I have been doing some research online and a lot of people recommend the SPIbelt - on there website there is the double pocket & the doucle pocket pro.  Which would you recommend - or i'm open to other suggestions?

Thank in advance!


----------



## Barbie1 (May 15, 2020)

Hi Jess and welcome!

I just have a single pocket Spibelt, (I guess it is quite old!) you can tighten it so it doesn’t bounce though I am not convinced that is still true if you put too much in it!

I put into it my pump and some glucose tablets, that’s all.
But I also have a set of leggings with a small pocket at the back of the waistband, and if I feel I need to take my Libre with me, that is where it goes. But if I am only going out for 45 minutes or so I don’t feel I need anything else. 

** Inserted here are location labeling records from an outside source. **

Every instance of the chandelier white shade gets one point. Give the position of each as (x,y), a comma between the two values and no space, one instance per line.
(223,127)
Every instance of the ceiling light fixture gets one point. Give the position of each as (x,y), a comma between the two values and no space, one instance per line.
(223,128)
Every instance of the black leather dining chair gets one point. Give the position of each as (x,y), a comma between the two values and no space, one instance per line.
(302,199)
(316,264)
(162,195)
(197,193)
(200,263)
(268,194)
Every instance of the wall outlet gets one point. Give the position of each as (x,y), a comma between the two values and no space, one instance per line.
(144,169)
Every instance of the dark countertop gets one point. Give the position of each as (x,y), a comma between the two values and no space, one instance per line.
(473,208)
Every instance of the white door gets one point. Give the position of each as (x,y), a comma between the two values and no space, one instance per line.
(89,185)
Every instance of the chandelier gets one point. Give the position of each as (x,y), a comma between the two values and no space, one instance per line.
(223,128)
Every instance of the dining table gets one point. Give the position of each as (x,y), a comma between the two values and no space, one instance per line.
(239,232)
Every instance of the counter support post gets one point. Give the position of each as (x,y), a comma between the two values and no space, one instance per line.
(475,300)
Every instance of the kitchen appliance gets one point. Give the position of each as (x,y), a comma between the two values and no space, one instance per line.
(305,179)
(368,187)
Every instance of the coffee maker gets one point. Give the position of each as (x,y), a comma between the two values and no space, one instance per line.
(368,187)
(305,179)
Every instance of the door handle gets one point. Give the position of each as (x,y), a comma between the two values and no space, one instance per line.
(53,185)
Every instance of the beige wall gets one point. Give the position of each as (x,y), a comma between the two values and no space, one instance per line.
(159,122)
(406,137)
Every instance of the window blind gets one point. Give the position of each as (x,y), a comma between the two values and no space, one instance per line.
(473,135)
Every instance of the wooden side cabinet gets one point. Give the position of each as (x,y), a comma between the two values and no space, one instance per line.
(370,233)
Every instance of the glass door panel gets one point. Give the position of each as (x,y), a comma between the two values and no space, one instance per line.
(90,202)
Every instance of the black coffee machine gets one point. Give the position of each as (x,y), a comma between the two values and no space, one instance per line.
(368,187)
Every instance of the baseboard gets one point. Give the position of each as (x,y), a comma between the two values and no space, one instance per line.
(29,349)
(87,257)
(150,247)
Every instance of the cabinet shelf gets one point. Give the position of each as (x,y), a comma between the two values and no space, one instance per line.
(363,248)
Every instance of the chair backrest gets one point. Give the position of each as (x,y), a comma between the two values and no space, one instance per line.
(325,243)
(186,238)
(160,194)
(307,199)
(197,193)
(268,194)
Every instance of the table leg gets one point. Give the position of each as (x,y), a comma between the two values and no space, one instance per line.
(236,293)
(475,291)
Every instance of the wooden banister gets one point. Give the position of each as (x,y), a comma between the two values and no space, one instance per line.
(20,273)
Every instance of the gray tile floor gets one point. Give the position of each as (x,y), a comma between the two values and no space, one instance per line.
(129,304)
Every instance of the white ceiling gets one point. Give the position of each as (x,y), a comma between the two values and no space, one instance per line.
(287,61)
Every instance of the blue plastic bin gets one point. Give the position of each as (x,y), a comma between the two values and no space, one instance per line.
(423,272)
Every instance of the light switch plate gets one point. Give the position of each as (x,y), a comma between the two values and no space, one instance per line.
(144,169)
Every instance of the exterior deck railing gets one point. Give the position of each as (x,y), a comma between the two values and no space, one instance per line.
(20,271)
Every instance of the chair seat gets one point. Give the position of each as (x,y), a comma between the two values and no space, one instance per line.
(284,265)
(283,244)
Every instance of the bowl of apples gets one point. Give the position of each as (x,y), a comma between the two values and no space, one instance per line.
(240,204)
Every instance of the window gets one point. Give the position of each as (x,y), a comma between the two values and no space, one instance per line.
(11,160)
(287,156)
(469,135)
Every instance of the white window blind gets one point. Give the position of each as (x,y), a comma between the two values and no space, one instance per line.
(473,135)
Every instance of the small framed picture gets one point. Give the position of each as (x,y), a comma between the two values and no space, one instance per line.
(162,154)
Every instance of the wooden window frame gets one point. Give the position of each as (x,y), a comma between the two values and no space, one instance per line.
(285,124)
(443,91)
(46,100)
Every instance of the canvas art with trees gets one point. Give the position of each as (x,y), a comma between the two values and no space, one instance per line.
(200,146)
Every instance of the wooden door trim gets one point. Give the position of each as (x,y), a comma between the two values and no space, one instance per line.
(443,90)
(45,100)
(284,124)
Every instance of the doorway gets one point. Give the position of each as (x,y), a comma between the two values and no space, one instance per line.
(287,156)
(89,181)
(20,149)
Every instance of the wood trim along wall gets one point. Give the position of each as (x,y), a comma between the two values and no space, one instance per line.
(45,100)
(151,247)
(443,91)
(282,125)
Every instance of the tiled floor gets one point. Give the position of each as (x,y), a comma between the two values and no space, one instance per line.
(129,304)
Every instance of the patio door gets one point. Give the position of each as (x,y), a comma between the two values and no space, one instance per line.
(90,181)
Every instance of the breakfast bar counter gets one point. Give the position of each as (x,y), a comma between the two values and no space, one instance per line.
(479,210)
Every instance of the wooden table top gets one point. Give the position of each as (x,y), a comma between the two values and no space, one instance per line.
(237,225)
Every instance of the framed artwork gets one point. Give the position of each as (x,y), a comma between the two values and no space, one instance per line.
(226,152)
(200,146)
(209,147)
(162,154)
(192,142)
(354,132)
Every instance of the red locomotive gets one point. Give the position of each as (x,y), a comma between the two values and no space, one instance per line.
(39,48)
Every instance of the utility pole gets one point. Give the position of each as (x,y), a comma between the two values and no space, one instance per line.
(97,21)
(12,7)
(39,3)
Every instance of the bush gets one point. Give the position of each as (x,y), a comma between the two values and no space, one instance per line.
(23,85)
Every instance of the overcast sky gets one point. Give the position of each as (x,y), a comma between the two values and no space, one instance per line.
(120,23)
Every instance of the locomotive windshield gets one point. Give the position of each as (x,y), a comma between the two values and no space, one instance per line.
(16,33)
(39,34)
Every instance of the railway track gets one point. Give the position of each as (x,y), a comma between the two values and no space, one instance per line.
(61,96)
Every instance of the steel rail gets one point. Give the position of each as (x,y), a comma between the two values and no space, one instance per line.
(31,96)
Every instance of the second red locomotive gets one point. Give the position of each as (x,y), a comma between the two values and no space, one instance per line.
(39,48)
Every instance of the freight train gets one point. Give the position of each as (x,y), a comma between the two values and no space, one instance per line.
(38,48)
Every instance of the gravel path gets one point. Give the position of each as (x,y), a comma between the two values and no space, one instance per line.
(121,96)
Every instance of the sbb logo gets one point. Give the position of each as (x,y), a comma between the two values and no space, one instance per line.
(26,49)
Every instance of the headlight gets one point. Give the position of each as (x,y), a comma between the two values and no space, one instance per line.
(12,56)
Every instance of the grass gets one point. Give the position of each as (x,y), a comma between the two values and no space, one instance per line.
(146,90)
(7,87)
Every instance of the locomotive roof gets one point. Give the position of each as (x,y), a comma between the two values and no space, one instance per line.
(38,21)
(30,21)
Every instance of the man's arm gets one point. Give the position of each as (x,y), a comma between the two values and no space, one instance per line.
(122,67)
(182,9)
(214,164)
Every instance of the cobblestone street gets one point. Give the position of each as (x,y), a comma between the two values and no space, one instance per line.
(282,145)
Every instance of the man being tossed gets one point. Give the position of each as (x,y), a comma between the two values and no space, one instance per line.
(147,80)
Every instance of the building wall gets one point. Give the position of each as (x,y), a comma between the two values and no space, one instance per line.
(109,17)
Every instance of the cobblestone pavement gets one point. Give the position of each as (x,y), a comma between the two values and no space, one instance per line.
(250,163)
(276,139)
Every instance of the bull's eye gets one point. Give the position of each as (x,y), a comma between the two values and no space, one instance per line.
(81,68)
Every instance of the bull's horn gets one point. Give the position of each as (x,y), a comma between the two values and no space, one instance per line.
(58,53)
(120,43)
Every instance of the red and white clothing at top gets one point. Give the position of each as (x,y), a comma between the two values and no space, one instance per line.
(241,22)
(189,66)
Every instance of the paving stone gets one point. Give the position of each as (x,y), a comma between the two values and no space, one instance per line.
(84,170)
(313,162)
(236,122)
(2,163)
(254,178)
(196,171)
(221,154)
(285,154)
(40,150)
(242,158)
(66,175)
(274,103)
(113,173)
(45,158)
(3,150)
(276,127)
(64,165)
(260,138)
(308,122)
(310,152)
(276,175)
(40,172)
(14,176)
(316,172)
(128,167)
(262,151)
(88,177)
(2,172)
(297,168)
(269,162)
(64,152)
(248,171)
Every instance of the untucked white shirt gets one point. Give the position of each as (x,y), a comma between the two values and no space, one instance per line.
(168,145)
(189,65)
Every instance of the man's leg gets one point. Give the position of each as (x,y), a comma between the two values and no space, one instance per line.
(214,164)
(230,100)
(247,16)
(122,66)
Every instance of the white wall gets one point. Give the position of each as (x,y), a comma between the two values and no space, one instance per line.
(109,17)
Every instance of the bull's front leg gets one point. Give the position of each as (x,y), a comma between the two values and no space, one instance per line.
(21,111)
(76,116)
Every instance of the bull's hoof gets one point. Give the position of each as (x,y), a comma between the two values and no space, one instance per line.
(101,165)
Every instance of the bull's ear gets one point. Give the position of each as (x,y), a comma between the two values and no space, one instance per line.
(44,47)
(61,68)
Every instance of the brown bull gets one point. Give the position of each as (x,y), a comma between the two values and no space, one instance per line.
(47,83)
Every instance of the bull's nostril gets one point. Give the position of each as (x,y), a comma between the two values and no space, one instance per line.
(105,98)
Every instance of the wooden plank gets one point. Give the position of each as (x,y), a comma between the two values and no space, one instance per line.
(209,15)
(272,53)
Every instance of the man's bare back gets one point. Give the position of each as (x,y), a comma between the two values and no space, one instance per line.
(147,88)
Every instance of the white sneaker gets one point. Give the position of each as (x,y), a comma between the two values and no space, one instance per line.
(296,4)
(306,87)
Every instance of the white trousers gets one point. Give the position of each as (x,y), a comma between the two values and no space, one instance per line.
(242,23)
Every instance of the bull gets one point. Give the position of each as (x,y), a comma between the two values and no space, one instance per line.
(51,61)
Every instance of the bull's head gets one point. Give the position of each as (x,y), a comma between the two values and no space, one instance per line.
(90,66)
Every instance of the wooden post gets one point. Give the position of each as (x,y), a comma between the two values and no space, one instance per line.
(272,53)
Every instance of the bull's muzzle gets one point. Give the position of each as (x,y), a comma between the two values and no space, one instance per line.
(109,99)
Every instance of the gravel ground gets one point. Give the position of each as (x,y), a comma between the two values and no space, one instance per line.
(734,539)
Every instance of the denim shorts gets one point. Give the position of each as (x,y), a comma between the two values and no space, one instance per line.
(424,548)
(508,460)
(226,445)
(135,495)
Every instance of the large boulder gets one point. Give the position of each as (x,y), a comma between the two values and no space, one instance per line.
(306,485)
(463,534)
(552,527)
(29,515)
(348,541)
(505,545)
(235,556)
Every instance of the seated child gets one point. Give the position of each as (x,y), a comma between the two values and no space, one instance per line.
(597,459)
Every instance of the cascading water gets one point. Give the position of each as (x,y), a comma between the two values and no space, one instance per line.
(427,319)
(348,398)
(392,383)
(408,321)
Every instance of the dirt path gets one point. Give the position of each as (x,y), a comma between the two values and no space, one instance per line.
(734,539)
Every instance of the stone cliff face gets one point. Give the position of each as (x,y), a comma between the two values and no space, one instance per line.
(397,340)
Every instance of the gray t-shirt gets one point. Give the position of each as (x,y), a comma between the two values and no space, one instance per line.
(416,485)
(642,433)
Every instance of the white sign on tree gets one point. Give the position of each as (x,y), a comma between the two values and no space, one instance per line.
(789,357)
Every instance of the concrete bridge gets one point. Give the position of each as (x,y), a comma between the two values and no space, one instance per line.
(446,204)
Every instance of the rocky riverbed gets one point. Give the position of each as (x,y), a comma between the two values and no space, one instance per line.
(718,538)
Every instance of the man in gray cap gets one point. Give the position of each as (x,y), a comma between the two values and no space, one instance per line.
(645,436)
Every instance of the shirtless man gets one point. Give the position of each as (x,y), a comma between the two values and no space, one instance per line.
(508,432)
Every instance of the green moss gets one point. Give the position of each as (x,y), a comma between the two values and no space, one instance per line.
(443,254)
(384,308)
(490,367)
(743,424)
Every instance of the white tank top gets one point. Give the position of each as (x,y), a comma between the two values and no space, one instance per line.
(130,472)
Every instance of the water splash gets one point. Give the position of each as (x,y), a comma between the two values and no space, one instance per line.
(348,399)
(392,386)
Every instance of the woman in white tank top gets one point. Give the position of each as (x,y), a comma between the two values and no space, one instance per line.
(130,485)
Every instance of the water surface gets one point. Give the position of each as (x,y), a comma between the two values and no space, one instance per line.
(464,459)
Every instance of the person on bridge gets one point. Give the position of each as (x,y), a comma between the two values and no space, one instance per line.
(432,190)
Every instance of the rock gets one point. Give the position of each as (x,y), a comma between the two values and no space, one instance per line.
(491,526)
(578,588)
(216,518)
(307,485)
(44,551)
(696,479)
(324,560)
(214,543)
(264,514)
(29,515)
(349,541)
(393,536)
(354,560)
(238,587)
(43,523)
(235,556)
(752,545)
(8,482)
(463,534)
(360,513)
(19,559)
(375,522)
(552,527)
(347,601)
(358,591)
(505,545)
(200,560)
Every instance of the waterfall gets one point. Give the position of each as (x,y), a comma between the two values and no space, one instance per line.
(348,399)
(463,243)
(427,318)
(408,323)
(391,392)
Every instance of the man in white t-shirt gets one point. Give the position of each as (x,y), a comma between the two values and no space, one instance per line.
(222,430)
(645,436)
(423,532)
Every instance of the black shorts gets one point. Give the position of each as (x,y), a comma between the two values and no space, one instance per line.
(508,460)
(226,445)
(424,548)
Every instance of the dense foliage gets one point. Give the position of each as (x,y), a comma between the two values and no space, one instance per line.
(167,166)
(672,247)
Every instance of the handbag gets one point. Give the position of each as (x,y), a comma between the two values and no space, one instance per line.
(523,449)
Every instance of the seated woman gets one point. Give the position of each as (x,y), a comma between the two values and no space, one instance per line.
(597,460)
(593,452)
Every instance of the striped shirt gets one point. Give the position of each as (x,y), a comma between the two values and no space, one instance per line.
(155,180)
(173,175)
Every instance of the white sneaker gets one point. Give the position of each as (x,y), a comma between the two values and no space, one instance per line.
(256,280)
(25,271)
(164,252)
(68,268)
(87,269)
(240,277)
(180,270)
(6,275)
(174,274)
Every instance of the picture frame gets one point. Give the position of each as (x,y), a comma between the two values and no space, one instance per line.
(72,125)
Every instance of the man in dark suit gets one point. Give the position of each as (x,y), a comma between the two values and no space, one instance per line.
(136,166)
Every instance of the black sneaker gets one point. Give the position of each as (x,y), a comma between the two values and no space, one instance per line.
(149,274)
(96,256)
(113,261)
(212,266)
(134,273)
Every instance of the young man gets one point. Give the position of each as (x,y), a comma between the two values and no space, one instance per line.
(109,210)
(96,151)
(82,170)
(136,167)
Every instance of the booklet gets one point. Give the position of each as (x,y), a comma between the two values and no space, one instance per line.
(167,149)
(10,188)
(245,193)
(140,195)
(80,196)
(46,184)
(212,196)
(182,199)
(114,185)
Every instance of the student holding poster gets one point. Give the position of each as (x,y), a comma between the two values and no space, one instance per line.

Test before going out and ensure the level is right for the amount of exercise you are doing. I don’t find levels drop too much during exercise of up to an hour, but more later on, by which time I am home and able to deal with it safely
Hope this helps a little

Ps I think C25K is brilliant and is how I started this running malarkey!


----------



## PaulG (May 16, 2020)

Cycling tops are good. Being tight fitting lycra and with pockets at the back nothing moves around.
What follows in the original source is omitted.